Firecrackers were glued to paper airplanes where extra distance was achieved in delivering the ordinance. They were blown through drinking straws to practice in tight urban environments. Set in the trunk of a model car, my brother built, with a small bag of gasoline. The resulting explosion looked like a mob hit we saw on the news. We stuck them in tree knot holes, buried them in dirt under my plastic farm animals then went directly to Old MacDonald himself and blew off his left leg.
The possibilities and procedures for explosive detonations were endless. But not the munitions.
Everything we had gotten for Christmas and birthdays were all subject to an explosive destruction. Sometimes we would ask for stuff at Christmas not because we wanted it but thought it would make a great explosion. Dad was so happy when he found out the Barbie House and Yard Play-set he got for me at Christmas exploded into little pieces in late October. Thing was I loved that set! My G.I. Joe used it when he was on furlough.

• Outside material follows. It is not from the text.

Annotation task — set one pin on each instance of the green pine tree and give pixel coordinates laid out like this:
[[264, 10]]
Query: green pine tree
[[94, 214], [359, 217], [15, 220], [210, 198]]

"Don't play with them in the house!" Was the only rule my parents had when it came to firecrackers. No my parents weren't alcoholics! They were farm people. Accidents of a disfiguring natured were common when they were growing up. Farm machinery is very dangerous, so a firecracker was nothing to them. Why my Dad was hunting with a 22. caliber rifle when he was six (maybe my grandparents drank).
Yes whoever it was in the military who thought of the black-ops training of young kids in light explosives was a genius when it came to military thinking. A nation of trained children in the use of explosives at no cost to the government. But now with the cold war a distant memory firecrackers, and also in many areas fireworks are now banned. "You might hurt yourself." They say. Well DAH! Tell that to my friend Lefty. I told him the fuse was too short.